Rush spun on his heels, calling out to Guzman, “Shut off the headlights.”
“What?”
“Shut them off!”
Guzman complied, and the garage plunged into darkness. Rush waited a moment. The phone rang again. And with it, a faint green light pulsed from underneath the Cadillac.
Rushing across the warehouse floor, Rush dove underneath the Caddie. The cell phone was there, secured with duct tape to the undercarriage. He ripped it free and answered it just as the last ring echoed through the warehouse. Then the words appeared on the screen: ONE MISSED CALL.
They were too late.
TWENTY-FOUR
Tarzan Ivankov hit the “end” button on his iPhone the second he heard Rush pick up on the other end. At least he assumed it was Rush. It might have been Guzman. It might have been some drunken homeless person who wandered into the warehouse and saw the phone blinking. It didn’t matter. He’d wait for the person to call back. Then he’d get things started.
Ivankov was a bear of a man—covered with a thick mat of hair from his toes to just below his startling blue eyes.

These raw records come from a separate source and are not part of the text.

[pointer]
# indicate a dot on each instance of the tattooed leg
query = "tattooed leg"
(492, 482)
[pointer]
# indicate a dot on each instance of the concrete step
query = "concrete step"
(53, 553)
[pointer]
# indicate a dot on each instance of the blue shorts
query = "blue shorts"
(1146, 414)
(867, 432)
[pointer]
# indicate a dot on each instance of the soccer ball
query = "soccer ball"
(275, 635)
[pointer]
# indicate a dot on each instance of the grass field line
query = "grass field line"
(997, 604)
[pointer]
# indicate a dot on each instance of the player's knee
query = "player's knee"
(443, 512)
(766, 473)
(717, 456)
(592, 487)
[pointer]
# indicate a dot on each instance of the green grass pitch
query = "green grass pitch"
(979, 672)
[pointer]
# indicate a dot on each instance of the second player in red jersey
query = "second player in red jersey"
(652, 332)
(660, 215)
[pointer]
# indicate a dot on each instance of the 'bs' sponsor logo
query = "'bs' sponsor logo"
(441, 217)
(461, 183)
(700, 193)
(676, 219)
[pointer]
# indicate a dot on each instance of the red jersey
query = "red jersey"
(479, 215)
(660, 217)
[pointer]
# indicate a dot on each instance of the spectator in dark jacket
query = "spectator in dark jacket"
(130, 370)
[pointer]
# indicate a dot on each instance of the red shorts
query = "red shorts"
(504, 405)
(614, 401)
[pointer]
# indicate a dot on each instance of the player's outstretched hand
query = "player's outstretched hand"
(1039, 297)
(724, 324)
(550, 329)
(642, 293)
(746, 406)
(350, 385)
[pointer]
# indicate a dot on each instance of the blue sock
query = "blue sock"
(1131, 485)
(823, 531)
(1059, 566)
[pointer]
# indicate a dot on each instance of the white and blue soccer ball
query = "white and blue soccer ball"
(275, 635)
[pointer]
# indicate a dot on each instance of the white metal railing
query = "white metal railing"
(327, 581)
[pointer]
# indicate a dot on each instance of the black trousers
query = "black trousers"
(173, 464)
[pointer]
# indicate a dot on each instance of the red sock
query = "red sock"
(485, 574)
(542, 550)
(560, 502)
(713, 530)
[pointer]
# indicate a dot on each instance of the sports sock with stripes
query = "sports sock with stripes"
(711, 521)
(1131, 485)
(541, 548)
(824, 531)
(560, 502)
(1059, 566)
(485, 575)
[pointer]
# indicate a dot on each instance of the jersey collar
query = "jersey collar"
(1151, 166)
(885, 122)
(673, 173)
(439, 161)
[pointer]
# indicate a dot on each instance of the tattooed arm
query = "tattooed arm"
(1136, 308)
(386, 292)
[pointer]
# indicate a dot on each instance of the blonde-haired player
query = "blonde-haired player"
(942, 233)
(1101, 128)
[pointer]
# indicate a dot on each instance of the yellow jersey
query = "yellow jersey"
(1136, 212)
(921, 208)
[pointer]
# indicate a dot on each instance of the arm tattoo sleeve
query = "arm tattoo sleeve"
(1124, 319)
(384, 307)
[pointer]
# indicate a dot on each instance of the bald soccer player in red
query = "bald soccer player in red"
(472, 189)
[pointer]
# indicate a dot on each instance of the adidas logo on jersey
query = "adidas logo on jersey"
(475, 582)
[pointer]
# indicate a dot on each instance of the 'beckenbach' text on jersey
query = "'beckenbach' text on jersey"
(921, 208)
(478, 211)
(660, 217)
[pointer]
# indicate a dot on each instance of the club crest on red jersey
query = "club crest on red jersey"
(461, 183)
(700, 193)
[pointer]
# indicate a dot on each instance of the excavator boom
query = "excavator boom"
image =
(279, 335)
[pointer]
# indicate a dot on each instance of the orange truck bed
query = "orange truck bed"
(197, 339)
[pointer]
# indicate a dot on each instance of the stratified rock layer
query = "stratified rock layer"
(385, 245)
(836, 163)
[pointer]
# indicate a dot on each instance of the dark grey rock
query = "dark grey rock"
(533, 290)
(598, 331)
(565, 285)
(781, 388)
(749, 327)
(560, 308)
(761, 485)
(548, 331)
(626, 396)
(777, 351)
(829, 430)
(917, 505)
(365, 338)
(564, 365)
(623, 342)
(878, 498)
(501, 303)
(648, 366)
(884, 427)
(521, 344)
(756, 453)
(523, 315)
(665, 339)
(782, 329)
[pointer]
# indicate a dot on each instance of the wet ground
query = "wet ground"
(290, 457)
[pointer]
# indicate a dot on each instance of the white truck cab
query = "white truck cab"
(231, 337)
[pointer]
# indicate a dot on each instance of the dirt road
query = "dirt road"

His head was totally bald, a fact that used to irk him no end. In America, body hair was not in fashion, while head hair was considered the young man’s mark of virility. He could have waxed his body thoroughly and got himself a toupee. He’d considered it. Then he figured, fuck it. Let me be a bear, he thought. Let me be a gorilla. Let me be Tarzan of the Apes.
He put the phone in his pocket and flicked on the cattle prod that he carried like a walking stick. It was one of his trademarks. Along with his bald head and hairy body. It was all part of a carefully calculated attempt to give himself an image. A legend. A mystique.